This is a rather old project but we have decided to add it to the showcase because it illustrates how you can create really good learning outcomes using very simple technology , along with a little editing magic from the Gaia Studio.
At the time that we did this project with The Star Academy in Stoke-on-Trent, the school had very little computer technology and were looking for a way of demonstrating how you could learn with IT. Pupils in the Reception Class demonstrated very poor knowledge of nursery rhymes and so the teacher was keen to boost this as part of early language development.
The plan that we hatched together was to video the children’s performance of rhyme at the same time as creating awareness of video production and technology. Armed with nothing more than a mobile phone camera and a coloured wall * the staff started to film the children in line with instructions from Gaia’s studio team. Those instructions guided the teachers to filming pupils so that could later be inserted into digital backgrounds. These were created by our digital artists,
The outcome was a short video, loved by parents, of the children performing their rhymes. Interestingly, we noticed a growing awareness of the camera and performance as the project went on. See if you can see it in the way the children react through this sequence of videos.
We commonly refer to green screen film production but the background does not have to be green. Technically, the process is called Chroma key compositing, or chroma keying.

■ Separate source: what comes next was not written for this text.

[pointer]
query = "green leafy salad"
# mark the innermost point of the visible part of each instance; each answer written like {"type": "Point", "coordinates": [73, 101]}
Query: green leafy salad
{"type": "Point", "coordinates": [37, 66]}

Chroma key compositing, or chroma keying is a visual effects/post-production technique for compositing (layering) two images or video streams together based on color hues (chroma range). The technique has been used in many fields to remove a background from the subject of a photo or video – particularly the newscasting, motion picture, and video game industries. A color range in the foreground footage is made transparent, allowing separately filmed background footage or a static image to be inserted into the scene. Wikipedia
The reason that green is commonly used is that the colour does not usually feature in the human body, thus people are easily filmed and inserted into scenes without loss of part of the image. You can chose any colour as long as the foreground object does not contain that colour.